Binding outputs of transformers in FeatureUnion


New to python and sklearn so apologies in advance. I have two transformers and I would like to gather the results in a `FeatureUnion (for a final modelling step at the end). This should be quite simple but FeatureUnion is stacking the outputs rather than providing an nx2 array or DataFrame. In the example below I will generate some data that is 10 rows by 2 columns. This will then generate two features that are 10 rows by 1 column. I would like the final feature union to have 10 rows and 1 column but what I get are 20 rows by 1 column.

I will try to demonstrate with my example below:

some imports

import numpy as np
import pandas as pd
from sklearn import pipeline
from sklearn.base import TransformerMixin

some random data

df = pd.DataFrame(np.random.rand(10, 2), columns=['a', 'b'])

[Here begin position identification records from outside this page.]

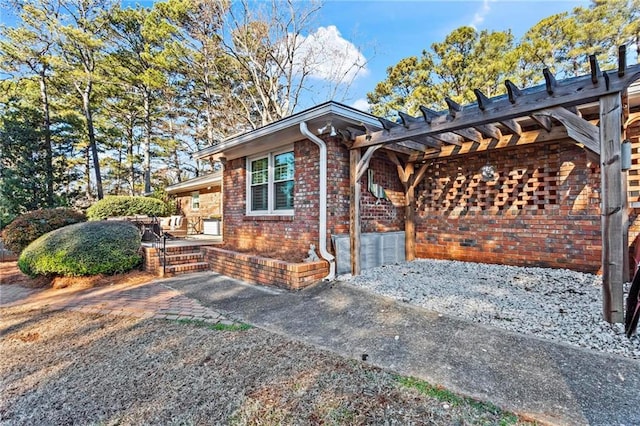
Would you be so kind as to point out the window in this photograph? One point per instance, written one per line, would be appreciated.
(195, 200)
(270, 184)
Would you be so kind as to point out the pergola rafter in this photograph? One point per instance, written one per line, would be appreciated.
(495, 123)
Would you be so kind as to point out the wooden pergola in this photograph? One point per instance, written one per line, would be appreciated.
(494, 123)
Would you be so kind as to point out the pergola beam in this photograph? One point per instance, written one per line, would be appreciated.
(506, 141)
(613, 208)
(578, 128)
(518, 103)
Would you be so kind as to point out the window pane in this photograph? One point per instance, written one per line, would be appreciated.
(259, 197)
(259, 170)
(283, 166)
(284, 195)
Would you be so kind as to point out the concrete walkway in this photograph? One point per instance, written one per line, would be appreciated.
(549, 382)
(155, 299)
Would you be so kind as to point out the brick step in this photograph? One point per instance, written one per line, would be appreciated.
(178, 259)
(182, 250)
(185, 268)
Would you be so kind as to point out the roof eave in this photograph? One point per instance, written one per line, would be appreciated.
(318, 111)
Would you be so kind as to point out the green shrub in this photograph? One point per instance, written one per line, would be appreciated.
(122, 205)
(32, 225)
(90, 248)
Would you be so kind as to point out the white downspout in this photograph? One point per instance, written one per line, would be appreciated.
(322, 228)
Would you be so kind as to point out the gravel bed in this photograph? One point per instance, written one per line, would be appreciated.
(556, 304)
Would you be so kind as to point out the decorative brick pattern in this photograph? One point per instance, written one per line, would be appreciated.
(541, 210)
(261, 270)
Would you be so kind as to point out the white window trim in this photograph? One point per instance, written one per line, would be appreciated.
(270, 184)
(192, 198)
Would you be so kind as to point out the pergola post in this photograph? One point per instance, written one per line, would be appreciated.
(613, 208)
(354, 211)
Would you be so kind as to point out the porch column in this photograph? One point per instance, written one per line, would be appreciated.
(613, 207)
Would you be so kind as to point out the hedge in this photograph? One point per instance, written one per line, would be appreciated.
(89, 248)
(122, 205)
(28, 227)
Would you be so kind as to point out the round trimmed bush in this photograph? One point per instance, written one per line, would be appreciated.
(124, 205)
(89, 248)
(32, 225)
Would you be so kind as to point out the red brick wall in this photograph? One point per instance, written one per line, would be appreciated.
(293, 234)
(260, 270)
(382, 215)
(542, 209)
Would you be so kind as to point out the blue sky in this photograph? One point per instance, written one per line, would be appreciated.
(387, 31)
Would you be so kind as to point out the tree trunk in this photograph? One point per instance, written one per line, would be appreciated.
(86, 105)
(132, 169)
(87, 166)
(146, 166)
(46, 130)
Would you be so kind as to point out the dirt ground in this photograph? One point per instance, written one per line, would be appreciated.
(10, 274)
(71, 368)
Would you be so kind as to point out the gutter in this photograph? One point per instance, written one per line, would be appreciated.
(322, 227)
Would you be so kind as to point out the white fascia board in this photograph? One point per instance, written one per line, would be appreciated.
(212, 179)
(317, 112)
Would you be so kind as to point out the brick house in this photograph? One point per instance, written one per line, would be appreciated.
(541, 206)
(536, 177)
(199, 200)
(271, 197)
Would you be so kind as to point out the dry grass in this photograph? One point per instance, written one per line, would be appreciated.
(11, 275)
(75, 368)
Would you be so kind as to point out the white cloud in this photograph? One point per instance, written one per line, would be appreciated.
(362, 104)
(479, 16)
(326, 55)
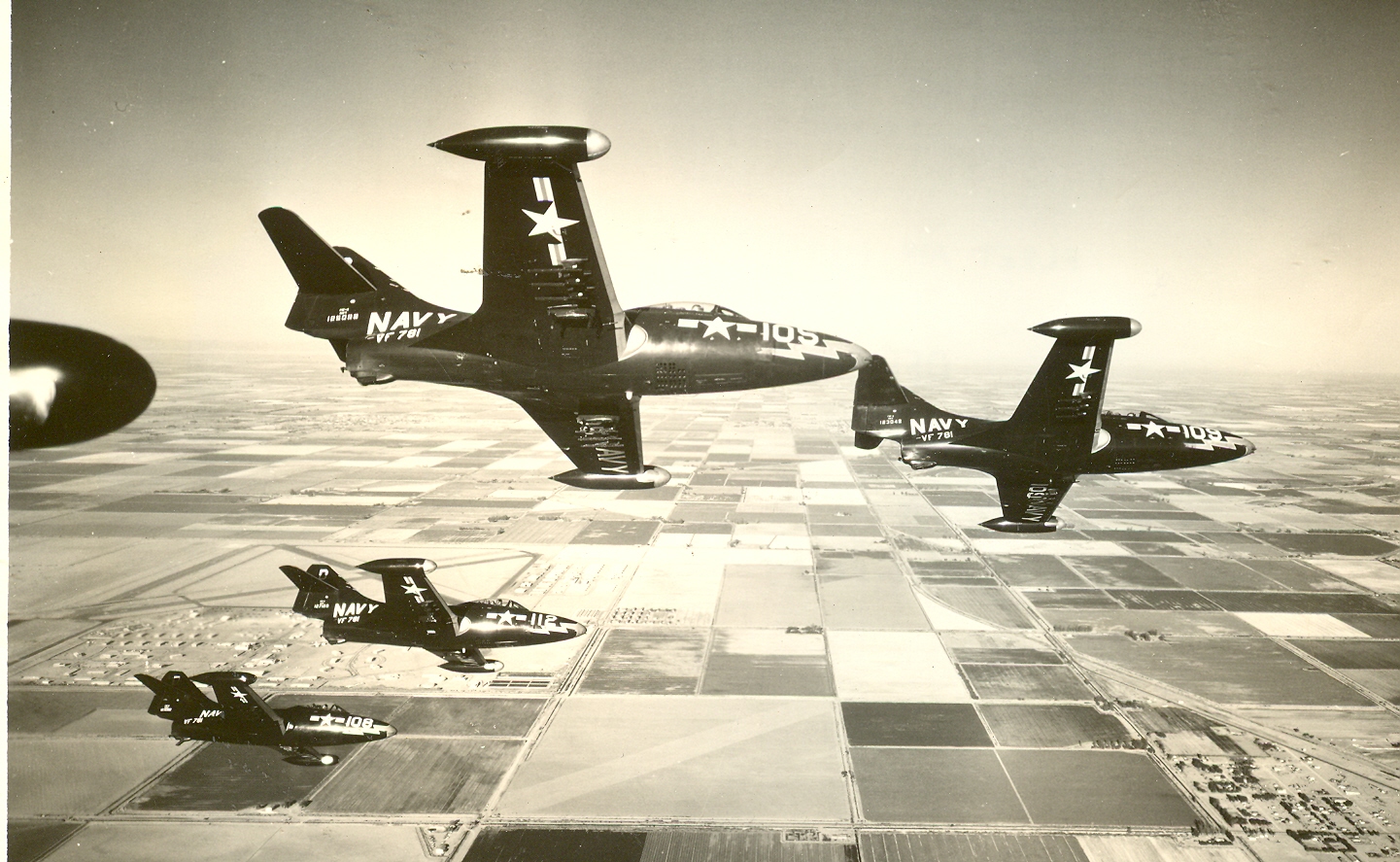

a custom transformer that selects a column

class Trans(TransformerMixin):
    def __init__(self, col_name):
        self.col_name = col_name
    def fit(self, X):
        return self                                                                    
    def transform(self, X):                                                           
        return X[self.col_name]

a pipeline that uses the transformer twice (in my real case I have two different transformers but this reproduces the problem)

pipe = pipeline.FeatureUnion([
    ('select_a', Trans('a')),
    ('select_b', Trans('b'))
    ])

now i use the pipeline but it returns an array of twice the length

pipe.fit_transform(df).shape

(20,)

however I would like an array with dimensions (10, 2).

Quick fix?


Solution

  • The transformers in the FeatureUnion need to return 2-dimensional matrices, however in your code by selecting a column, you are returning a 1-dimensional vector. You could fix this by selecting the column with X[[self.col_name]].